Gaat McLaren haar rijke geschiedenis gebruiken om een lening af te sluiten? Foto: McLaren Media.

Klassiekers als onderpand

Dat Zak Brown namens het team lobbyde voor een zo laag mogelijke budget cap voor 2021 (hij vroeg om 100 miljoen dollar, het werd 145) was een teken aan de wand. Om het simpelweg tot en met 2021 te redden, heeft de McLaren Group nu al 350 miljoen dollar nodig, schrijft het aan de rechtbank te midden van een complexe zaak waarin het haar fabriek en collectie klassieke Formule 1-auto’s als onderpand wil gebruiken om een lening te sluiten.

Lees ook: ‘McLaren wil 20-30% van F1-team verkopen om miljoenen binnen te halen in coronatijd’

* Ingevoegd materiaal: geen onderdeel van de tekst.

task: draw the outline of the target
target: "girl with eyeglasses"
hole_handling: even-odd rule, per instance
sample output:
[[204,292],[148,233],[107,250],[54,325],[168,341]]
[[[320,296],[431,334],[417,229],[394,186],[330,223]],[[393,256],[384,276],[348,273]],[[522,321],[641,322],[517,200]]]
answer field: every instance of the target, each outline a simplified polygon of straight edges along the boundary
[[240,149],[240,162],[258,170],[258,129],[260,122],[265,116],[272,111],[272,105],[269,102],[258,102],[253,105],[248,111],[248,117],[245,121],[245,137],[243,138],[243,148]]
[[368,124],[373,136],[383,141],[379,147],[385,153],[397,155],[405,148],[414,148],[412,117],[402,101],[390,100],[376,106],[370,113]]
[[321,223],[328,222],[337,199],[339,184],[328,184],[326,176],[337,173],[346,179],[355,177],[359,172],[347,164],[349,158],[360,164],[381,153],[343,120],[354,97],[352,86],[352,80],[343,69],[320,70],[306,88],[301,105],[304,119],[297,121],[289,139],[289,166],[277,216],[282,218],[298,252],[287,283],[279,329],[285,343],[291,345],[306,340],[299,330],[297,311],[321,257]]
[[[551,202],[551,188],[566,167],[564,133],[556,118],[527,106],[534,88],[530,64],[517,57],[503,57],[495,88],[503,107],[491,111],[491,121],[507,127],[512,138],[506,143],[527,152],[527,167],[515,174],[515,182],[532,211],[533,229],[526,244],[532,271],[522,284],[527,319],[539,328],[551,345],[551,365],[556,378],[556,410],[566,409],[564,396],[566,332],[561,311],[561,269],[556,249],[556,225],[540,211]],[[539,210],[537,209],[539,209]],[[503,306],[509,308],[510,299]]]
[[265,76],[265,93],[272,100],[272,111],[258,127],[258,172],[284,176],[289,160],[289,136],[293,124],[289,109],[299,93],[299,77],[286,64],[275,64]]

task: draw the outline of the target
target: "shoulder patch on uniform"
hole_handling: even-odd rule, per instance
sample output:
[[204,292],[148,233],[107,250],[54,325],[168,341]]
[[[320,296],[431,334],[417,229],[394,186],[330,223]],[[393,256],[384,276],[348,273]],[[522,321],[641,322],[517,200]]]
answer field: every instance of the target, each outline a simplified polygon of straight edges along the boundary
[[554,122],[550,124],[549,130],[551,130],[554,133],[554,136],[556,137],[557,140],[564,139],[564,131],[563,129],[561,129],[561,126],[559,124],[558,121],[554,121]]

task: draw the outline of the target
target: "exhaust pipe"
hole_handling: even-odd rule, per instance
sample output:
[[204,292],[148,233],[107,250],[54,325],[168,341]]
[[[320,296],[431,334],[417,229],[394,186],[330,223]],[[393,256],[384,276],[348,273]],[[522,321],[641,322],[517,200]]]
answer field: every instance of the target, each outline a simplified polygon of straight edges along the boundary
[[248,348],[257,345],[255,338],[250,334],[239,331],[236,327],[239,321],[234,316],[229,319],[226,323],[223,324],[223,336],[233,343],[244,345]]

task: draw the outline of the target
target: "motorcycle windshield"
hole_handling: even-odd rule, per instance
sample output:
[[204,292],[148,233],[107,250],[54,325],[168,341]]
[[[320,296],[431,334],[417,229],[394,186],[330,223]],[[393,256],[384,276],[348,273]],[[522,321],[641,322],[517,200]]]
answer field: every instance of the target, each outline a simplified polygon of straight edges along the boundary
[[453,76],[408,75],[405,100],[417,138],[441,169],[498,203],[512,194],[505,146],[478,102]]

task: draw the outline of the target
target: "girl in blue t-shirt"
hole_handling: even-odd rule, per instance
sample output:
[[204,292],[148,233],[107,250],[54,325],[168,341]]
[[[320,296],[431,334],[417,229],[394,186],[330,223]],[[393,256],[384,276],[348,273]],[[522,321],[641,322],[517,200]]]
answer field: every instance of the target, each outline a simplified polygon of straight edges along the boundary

Dat McLaren via de rechtbank aan een lening moet komen, met een groep aandeelhouders die dwarsligt, zegt genoeg over hoe complex de kwestie is. Al is die volgens McLaren tot één feit terug te brengen: corona. Zorgwekkend is dat de McLaren Groups cijfers over het eerste financiële kwartaal pas net binnen zijn, met een verlies van meer dan 160 miljoen dollar, en we middenin een tweede kwartaal zitten dat cijfers belooft die met een nog dieper rode pen geschreven zullen worden.

Race tegen de klok?

McLaren stelt dat de vereiste 350 miljoen dollar ‘uiterlijk 17 juli’ op de rekening moet staan, maar er uiterlijk de 10e uitsluitsel moet zijn. Tegen die tijd hebben we de eerste race van 2020 eindelijk achter de rug en weten of McLaren haar goede 2019 in sportief opzicht inderdaad een vervolg kan geven, in afwachting van de volgende stap met de komst van Daniel Ricciardo en Mercedes-motoren in 2021. Het is te hopen dat McLaren dat redt, en de wederopstanding niet tot een nóg dieper dal leidt.

Met McLarens oranje dageraad hangt inmiddels vooral onzekerheid in de lucht.